Continuing into the gallivance of Dixie, she chose to rename her company Impact Wrestling and more recently TNA Entertainment after falling with fans like a lead balloon.  Dixie copied WWE once again by attempting to go on the road with her travelling circus. For such extravagance, costs mounted high, and so, staff had to go. Dixie then culled a hoard of talent, being the operative word. The most humourous detail here was not Dixie's need to cost control. Fans realised Carter was out of her depth by releasing all the talented staff and keeping the useless ones taking huge pay packets instead. Her culls included scores of divas including Tara, rising up and comer Christian York and developing rookies Alex Silva and Crimson.

PR hungry Dix failed to act when lacklustre botch prone champion Bully Ray displayed insane levels of homophobia. The 'nicest female in wrestling' decided not to act and sweep it under the carpet, whilst keeping Ray as champion throughout most of the year in a lousy reign based on in-ring work alone. Ray famously sat himself on a table at ringside in a match, too. Carter swiftly reprimanded Austin Aries for throwing his crotch into ring announcer Christy Hemme's face mid year. After losing further respect, with the ridiculous #AskDixie chats on Twitter, Carter allowed useless staff in Joseph Park, Ray, Magnus and others to destroy the product from within. Now Hogan has finally left soaking up the purse, leaving Dixie completely dumbstruck, she even denied a possible attempt at selling the company off.

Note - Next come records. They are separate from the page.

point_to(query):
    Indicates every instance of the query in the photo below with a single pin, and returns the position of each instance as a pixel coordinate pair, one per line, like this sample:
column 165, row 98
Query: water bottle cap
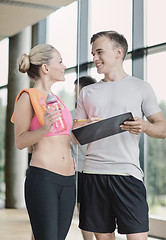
column 51, row 98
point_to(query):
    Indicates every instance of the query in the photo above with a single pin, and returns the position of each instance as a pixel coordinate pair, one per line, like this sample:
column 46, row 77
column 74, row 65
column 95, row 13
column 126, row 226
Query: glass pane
column 156, row 19
column 4, row 61
column 3, row 103
column 62, row 33
column 111, row 15
column 155, row 165
column 65, row 90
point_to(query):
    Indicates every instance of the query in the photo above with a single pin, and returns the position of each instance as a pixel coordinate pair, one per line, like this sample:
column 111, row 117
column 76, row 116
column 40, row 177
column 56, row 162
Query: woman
column 50, row 180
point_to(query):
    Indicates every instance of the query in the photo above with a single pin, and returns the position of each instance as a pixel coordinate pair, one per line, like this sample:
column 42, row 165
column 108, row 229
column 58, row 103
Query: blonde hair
column 40, row 54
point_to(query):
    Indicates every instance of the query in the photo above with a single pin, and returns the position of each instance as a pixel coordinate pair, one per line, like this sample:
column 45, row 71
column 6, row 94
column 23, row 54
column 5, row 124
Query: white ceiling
column 16, row 15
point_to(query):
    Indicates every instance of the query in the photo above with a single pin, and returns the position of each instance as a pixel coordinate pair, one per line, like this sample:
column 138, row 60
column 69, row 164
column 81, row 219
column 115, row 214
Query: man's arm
column 155, row 126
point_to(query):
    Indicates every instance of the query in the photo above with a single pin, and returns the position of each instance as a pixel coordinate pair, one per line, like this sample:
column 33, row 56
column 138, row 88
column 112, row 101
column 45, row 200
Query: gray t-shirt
column 117, row 154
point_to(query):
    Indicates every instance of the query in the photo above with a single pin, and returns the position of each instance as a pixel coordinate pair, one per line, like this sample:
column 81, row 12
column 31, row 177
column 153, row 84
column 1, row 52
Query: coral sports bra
column 38, row 102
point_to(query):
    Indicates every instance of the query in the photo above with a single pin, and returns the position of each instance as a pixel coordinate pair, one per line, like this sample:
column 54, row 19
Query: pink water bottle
column 52, row 102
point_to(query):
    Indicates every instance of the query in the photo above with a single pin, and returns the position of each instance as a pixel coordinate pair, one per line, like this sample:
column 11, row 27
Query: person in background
column 113, row 192
column 83, row 81
column 50, row 185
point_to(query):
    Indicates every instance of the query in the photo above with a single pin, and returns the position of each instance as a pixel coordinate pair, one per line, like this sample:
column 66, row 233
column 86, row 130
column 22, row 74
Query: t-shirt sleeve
column 81, row 112
column 149, row 105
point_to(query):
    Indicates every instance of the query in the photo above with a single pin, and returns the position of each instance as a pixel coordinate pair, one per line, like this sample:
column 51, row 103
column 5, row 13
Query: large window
column 156, row 19
column 111, row 15
column 3, row 104
column 156, row 164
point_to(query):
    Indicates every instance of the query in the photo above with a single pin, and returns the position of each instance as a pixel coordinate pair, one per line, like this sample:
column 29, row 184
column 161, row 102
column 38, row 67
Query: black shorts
column 108, row 201
column 79, row 186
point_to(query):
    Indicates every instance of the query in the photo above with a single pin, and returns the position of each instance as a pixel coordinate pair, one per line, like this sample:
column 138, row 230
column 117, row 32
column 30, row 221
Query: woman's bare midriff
column 54, row 154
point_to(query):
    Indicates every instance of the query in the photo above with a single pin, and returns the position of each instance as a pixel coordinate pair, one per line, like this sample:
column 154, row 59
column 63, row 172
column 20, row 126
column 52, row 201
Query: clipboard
column 101, row 129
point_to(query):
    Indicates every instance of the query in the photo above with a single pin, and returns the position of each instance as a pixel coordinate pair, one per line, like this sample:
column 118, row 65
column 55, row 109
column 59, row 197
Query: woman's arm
column 23, row 114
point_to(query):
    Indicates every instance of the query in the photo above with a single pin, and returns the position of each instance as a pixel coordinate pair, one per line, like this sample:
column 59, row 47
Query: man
column 79, row 153
column 112, row 177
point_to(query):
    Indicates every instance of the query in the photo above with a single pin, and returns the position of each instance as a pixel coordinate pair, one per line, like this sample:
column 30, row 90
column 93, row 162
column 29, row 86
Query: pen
column 80, row 120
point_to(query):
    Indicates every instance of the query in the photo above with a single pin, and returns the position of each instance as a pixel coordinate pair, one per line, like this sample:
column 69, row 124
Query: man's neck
column 112, row 77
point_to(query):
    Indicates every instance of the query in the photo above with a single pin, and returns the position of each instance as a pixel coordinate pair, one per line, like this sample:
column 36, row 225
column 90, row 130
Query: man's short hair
column 85, row 81
column 119, row 39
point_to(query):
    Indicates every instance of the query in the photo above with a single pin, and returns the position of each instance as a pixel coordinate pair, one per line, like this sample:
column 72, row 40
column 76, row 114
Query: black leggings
column 50, row 200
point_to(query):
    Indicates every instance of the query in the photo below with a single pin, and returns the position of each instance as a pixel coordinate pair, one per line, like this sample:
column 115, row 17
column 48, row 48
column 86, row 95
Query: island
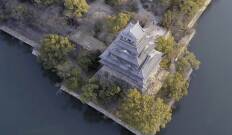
column 128, row 59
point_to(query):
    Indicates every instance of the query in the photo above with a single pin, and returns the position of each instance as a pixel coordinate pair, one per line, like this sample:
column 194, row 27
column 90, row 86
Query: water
column 29, row 104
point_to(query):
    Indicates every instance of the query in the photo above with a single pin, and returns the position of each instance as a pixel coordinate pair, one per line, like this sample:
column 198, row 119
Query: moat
column 30, row 105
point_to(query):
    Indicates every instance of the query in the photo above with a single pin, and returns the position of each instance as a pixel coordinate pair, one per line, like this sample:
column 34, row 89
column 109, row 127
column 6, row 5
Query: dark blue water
column 29, row 104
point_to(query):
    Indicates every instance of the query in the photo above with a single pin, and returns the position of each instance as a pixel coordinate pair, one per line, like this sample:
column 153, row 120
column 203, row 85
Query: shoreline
column 36, row 45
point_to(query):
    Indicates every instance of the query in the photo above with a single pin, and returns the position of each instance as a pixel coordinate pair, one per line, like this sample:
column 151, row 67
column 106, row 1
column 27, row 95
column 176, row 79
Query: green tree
column 76, row 8
column 168, row 19
column 118, row 22
column 165, row 45
column 73, row 80
column 109, row 94
column 44, row 2
column 54, row 51
column 89, row 91
column 144, row 112
column 194, row 62
column 176, row 86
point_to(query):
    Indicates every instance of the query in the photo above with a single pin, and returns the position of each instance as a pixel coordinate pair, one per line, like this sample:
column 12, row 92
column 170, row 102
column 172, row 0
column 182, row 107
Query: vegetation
column 73, row 81
column 186, row 62
column 113, row 2
column 176, row 86
column 118, row 22
column 54, row 51
column 144, row 112
column 44, row 2
column 76, row 8
column 165, row 44
column 179, row 13
column 89, row 91
column 89, row 61
column 109, row 94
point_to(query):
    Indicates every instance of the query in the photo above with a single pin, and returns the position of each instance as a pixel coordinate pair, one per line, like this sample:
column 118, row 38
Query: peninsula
column 128, row 59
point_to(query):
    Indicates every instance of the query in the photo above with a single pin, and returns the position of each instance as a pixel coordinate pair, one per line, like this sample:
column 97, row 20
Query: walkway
column 19, row 36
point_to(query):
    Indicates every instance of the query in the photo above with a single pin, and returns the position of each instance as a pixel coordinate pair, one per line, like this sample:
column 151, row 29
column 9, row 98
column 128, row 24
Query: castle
column 131, row 58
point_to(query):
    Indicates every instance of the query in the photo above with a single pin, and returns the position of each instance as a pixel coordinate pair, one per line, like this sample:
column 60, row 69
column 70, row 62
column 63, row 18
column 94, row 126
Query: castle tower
column 131, row 58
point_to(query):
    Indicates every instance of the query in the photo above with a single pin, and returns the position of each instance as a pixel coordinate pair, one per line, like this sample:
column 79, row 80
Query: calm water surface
column 29, row 104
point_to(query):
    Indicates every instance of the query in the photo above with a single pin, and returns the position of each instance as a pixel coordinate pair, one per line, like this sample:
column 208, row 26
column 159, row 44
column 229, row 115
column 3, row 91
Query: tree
column 118, row 22
column 183, row 65
column 144, row 113
column 176, row 86
column 73, row 80
column 186, row 62
column 168, row 19
column 194, row 62
column 165, row 45
column 109, row 94
column 54, row 51
column 76, row 8
column 44, row 2
column 89, row 91
column 89, row 61
column 189, row 7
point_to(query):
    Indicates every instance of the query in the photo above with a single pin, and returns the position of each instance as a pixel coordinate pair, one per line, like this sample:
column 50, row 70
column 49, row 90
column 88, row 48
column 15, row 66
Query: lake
column 31, row 105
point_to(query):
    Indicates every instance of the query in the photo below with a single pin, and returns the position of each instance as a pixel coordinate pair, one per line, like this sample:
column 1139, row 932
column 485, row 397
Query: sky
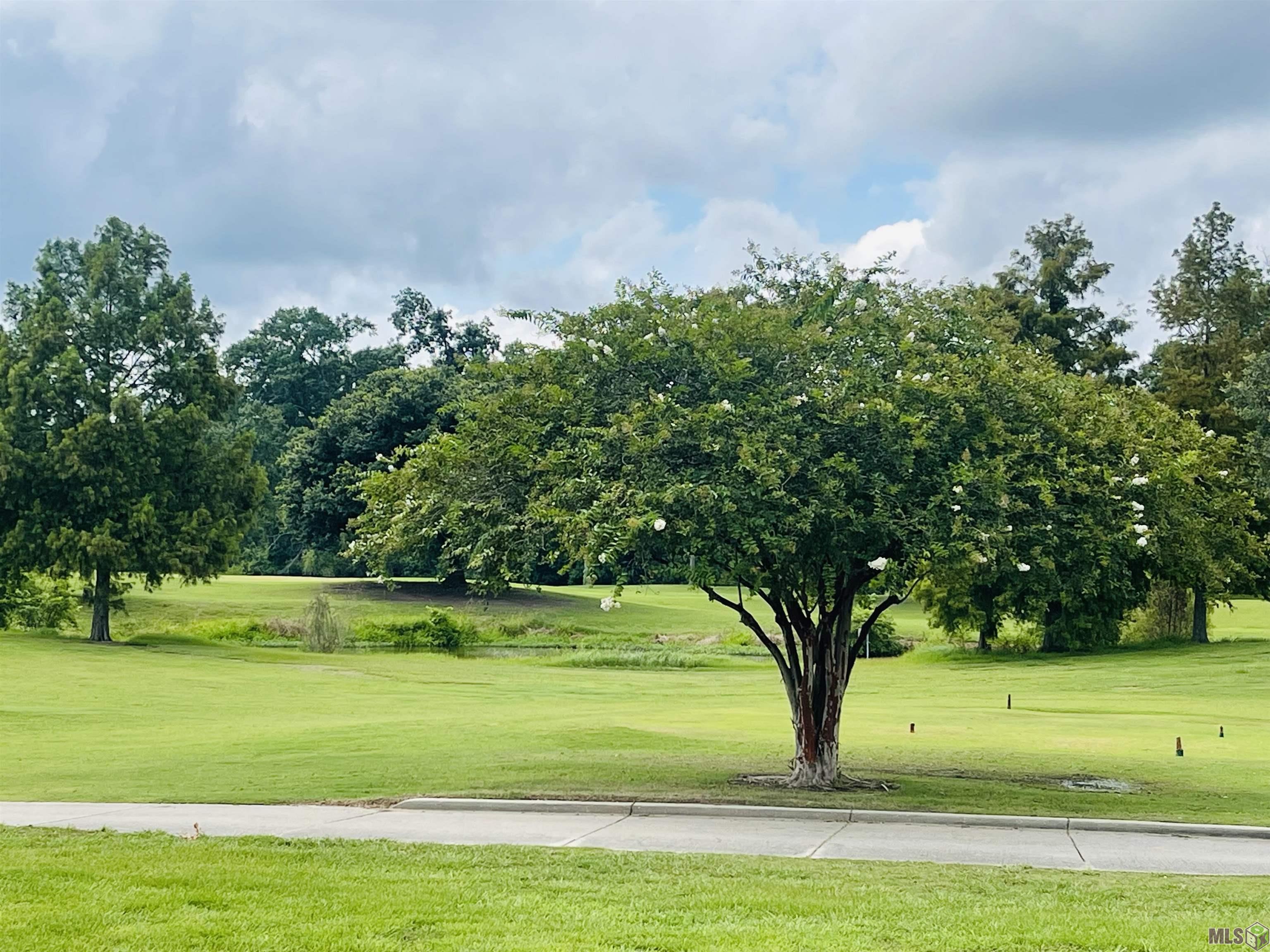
column 530, row 155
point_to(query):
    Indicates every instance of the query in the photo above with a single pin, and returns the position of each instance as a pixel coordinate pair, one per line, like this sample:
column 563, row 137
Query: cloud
column 530, row 155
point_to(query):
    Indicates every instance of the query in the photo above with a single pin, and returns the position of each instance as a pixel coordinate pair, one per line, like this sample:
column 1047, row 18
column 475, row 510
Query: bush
column 37, row 602
column 437, row 630
column 324, row 631
column 253, row 633
column 1165, row 617
column 656, row 658
column 883, row 641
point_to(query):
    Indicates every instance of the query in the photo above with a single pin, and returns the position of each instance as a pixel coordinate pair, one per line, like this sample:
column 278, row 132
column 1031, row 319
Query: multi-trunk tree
column 115, row 462
column 800, row 445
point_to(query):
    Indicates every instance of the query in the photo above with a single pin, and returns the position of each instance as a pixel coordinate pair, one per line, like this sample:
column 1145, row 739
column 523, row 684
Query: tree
column 115, row 464
column 1251, row 399
column 1207, row 533
column 798, row 437
column 299, row 359
column 1217, row 307
column 320, row 475
column 428, row 329
column 1044, row 295
column 1069, row 562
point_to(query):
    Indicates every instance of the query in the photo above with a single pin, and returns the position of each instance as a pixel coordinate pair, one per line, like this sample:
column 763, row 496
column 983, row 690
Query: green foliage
column 115, row 460
column 299, row 359
column 320, row 475
column 797, row 436
column 1044, row 295
column 673, row 659
column 430, row 329
column 1217, row 307
column 323, row 630
column 883, row 641
column 37, row 602
column 1251, row 399
column 439, row 630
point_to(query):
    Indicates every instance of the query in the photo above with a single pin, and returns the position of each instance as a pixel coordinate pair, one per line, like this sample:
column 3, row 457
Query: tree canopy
column 113, row 461
column 1046, row 293
column 299, row 359
column 322, row 471
column 1217, row 310
column 809, row 436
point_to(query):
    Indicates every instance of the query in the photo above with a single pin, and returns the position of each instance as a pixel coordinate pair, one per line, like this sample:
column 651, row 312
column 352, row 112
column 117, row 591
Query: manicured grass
column 647, row 610
column 83, row 892
column 189, row 720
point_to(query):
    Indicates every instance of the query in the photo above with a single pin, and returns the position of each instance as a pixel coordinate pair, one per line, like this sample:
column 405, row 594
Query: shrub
column 883, row 641
column 1165, row 617
column 37, row 602
column 657, row 658
column 439, row 630
column 324, row 631
column 252, row 633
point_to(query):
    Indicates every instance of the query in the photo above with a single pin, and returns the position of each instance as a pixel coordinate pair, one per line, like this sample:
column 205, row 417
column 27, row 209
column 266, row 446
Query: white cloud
column 331, row 155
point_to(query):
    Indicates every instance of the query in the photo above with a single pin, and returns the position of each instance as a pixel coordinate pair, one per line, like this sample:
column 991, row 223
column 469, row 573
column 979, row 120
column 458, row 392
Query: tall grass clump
column 324, row 630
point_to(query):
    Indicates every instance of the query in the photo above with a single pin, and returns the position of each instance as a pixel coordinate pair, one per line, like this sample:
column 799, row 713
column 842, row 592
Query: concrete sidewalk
column 694, row 828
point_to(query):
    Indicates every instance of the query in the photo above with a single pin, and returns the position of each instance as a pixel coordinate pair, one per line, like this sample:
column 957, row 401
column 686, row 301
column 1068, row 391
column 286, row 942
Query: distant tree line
column 993, row 448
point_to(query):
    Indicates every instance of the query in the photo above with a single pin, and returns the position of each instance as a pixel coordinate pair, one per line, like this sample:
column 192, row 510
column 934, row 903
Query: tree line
column 826, row 441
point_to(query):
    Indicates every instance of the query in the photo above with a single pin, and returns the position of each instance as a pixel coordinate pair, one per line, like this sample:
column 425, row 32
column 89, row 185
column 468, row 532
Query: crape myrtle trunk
column 101, row 630
column 814, row 652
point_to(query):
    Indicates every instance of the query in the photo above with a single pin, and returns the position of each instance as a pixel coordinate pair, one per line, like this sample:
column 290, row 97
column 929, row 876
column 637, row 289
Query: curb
column 518, row 807
column 832, row 815
column 1174, row 829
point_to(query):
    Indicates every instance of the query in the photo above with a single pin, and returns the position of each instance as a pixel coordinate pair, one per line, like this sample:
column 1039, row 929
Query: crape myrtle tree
column 1067, row 558
column 790, row 442
column 115, row 462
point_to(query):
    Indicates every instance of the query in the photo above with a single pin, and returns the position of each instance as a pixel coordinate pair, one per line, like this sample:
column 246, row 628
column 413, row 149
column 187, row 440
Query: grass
column 86, row 892
column 184, row 719
column 673, row 611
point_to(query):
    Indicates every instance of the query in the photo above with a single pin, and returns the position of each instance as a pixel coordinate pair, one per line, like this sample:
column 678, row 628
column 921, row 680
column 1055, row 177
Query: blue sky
column 529, row 155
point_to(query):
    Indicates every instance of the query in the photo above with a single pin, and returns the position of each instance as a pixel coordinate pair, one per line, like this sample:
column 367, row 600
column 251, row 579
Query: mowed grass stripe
column 190, row 720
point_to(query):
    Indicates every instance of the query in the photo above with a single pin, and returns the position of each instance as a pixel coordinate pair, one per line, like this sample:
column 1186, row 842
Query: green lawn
column 182, row 719
column 83, row 892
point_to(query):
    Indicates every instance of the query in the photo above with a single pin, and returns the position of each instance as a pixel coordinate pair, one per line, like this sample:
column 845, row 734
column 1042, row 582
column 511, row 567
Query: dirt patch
column 844, row 782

Now chasing the WWE dream, one last time.
The next option for Dixie may well be to sell, but the problem is who wants to buy an already tainted and debt swollen pothole? Carter should have found those people in wrestling who would be able to revamp the product with the talent available. She didn't and has thus failed. She even rejected a lucrative ownership deal from wrestling guru Paul Heyman at a time some few years ago when it really mattered.

In TNA, anyone can be its champion. Without any meaning to its lineage and the rate at which it packs off talent, TNA is more than troubled. Selecting tawdry and illogical choices as champions only further destroys the structure for growth. TNA's title also on its own merit, is rendered as a throwaway centrepiece.


So how can the company develop from all of its problems?

There is a way, but simply put, TNA do not deserve my input unless they wish to open talks and get me backstage. TNA's product has been stubborn, uneventful and outrageously abusive, and not in the correct sense. Jeff Jarrett bailed on the disaster after realising he didn't need that pitfall any longer. It is not needed, but is available if TNA move themselves. Of course, the offer must be high. This isn't essentially down to merely financial circumstances alone. That being said, TNA is a risk for any talent and is not a fully sound investment. I give it three years maximum as a turnaround period. That's being generous. I cannot foresee any sustainable talent on this roster apart from Jesse (Jessie Godderz) Jeff Hardy and to a lesser extent, Sting. Gail Kim and ODB are the only standout females. Kurt Angle will always add something to the product despite his next real-life drama. At least his heart is in wrestling, but such actions outside the ring with postmodern pop tarts for lame exposure makes the man lack credibility. Did such action help TNA's (or even Angle's) exposure?  

If all TNA can do is copy the national promotion and take from Wrestling Wonders to adapt storylines from ideas that cannot be implemented or performed well it doesn't deserve any respect. Once you respect the fans, product, industry and talent, the audience will support you. Until you do that, there is no value. Copying others will always cause anyone to get it wrong, because they simply cannot do what one other, who is simply, better at deliverance and guidance, than those unequipped with such understanding. TNA was adored for being its own space, granted slow, but grew on its own standing. Now, it is a spare pocket of mediocrity. If you can't think fast and get with the program, the program will be forever gone. The essence of this notion is apparent. Fans may still watch, but the former shell of what TNA was to fans has been evaporated. Fans have lost the respect and cannot support it any longer. That, is the worst possible response to any business model.